Este texto pretende ser una crítica y hace alusión a pasajes puntuales de la cinta. Es decir, hay más de un spoiler.
Manchester junto al mar (Manchester by the Sea, 2016) es una cinta excepcional. Estar nominada a mejor película por Óscar ha contribuido a darle visibilidad, pues se trata de una producción independiente (en la que participó Amazon) y de bajo presupuesto. Me temo que incluirla en la terna de nueve de la mentada categoría obedece más a la pretensión de ganar prestigio por parte de la Academia –que así se da aires de incluyente– que a sus reales posibilidades. En todo caso, de las cintas estrenadas que compiten a mejor película, es la más sólida… hasta el momento.
Manchester junto al mar es el tercer y más reciente largometraje como realizador del norteamericano Kenneth Lonergan, quien participó en la escritura de Pandillas de Nueva York (Gangs of New York, 2002) de Martin Scorsese. El argumento da cuenta de las contrariedades que sufre Lee Chandler (Casey Affleck), un tipo apocado y silente que se gana la vida como milusos en Boston. La muerte de su hermano mayor lo hace regresar al poblado que da título a la cinta. Ahí se ve en la necesidad de encarar los fantasmas del pasado, la muerte de sus tres hijos en un incendio del que él fue involuntariamente responsable.
Lonergan parte de un guión suyo que porta valores atendibles. Apuesta por un relato no lineal y por medio de flashbacks va reconstruyendo el pasado de Lee. Esta estructura –el orden en que presenta los eventos– es provechosa para dosificar la historia, que reserva una serie de revelaciones y así (saltando del presente al pasado) multiplica su fuerza y da significado a lo que vive el personaje. Su puesta en escena y su puesta en cámara son discretas: el estilo no busca el lucimiento vano; se diría que es un rasgo de humildad para no robar protagonismo a lo importante: el drama de Lee. El relato avanza con cierto recato, lejos de los gritos escandalosos que tanto gustan a Hollywood. La puesta en escena propone pasajes en los que la tensión aparece con intensidad (como el abrazo aplazado y al final apresurado entre el huérfano y el tío luego de la muerte del padre/hermano o la constante incertidumbre y disposición que muestran los que tratan con Lee, a quien quisieran ayudar en algo para disminuir su dolor incurable) y se ve fortalecida con una buena dirección de actores. Lonergan imprime plausibles dosis de honestidad y lleva con buen ritmo y sin ánimo exhibicionista las escenas en las que el drama crece, sin llegar, repito, a la exacerbación que tanto celebra Óscar. (Cierto es que hay pasajes en los que la música extiende y prolonga el drama a los terrenos del melodrama, por lo que algunos sí pueden resultar excesivos.) En todo caso la emoción es abundante: son numerosos los pasajes susceptibles de llevar a las lágrimas.

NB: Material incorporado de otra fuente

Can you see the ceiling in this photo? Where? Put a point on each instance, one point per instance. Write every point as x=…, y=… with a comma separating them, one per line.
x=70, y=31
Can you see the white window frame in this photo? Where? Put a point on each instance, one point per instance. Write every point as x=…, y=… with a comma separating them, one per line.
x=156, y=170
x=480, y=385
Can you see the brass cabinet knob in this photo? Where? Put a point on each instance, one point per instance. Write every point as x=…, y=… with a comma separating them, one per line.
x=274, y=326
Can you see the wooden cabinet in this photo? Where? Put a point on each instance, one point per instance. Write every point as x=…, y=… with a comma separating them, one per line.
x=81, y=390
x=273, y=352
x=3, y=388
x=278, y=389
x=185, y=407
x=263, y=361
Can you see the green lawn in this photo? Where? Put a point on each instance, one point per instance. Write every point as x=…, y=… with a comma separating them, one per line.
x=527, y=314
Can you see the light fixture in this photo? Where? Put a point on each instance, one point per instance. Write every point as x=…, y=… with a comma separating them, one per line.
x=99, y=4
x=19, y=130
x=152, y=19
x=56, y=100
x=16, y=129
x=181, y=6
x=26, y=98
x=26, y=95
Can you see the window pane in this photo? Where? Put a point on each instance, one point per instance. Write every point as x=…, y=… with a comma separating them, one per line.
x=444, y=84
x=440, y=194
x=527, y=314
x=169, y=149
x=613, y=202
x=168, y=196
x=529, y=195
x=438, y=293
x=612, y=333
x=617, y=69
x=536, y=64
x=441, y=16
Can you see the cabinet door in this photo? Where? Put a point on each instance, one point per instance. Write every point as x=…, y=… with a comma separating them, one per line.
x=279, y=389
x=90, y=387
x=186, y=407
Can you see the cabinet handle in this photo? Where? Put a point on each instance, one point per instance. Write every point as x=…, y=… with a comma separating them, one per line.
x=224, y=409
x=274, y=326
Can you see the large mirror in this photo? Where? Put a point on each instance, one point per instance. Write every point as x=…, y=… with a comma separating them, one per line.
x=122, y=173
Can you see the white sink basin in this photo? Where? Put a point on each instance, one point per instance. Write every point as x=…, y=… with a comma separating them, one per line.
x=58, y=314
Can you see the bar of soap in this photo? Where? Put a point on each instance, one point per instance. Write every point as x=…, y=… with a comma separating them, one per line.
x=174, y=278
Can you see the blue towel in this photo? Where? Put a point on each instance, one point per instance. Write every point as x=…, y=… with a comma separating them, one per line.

Lonergan evita los lugares comunes del cine familiar (y del maniqueísmo), nos entrega valiosas dosis de calidez y nos lleva al drama –y hasta el melodrama– de alguien que se sabe culpable de la muerte de sus hijos. Lee no puede redimirse, ni siquiera por la vía que le ofrece su difunto hermano: hacerse cargo de su sobrino Patrick (Lucas Hedges), al que Lee ha dado muestras de cariño desde su niñez. La vida para él se ha convertido en un interminable castigo, el cual acepta como un sentido: trabajar destapando retretes es una metáfora paradójicamente literal. Y cuando aparece una vía de salvación (con pareja a la mano) reconoce que no puede vencer su tristeza, su culpa. Manchester junto al mar, así, no puede concluir con el obligado final feliz; porque tal cosa sería una traición, un engaño: a la historia, a la vida.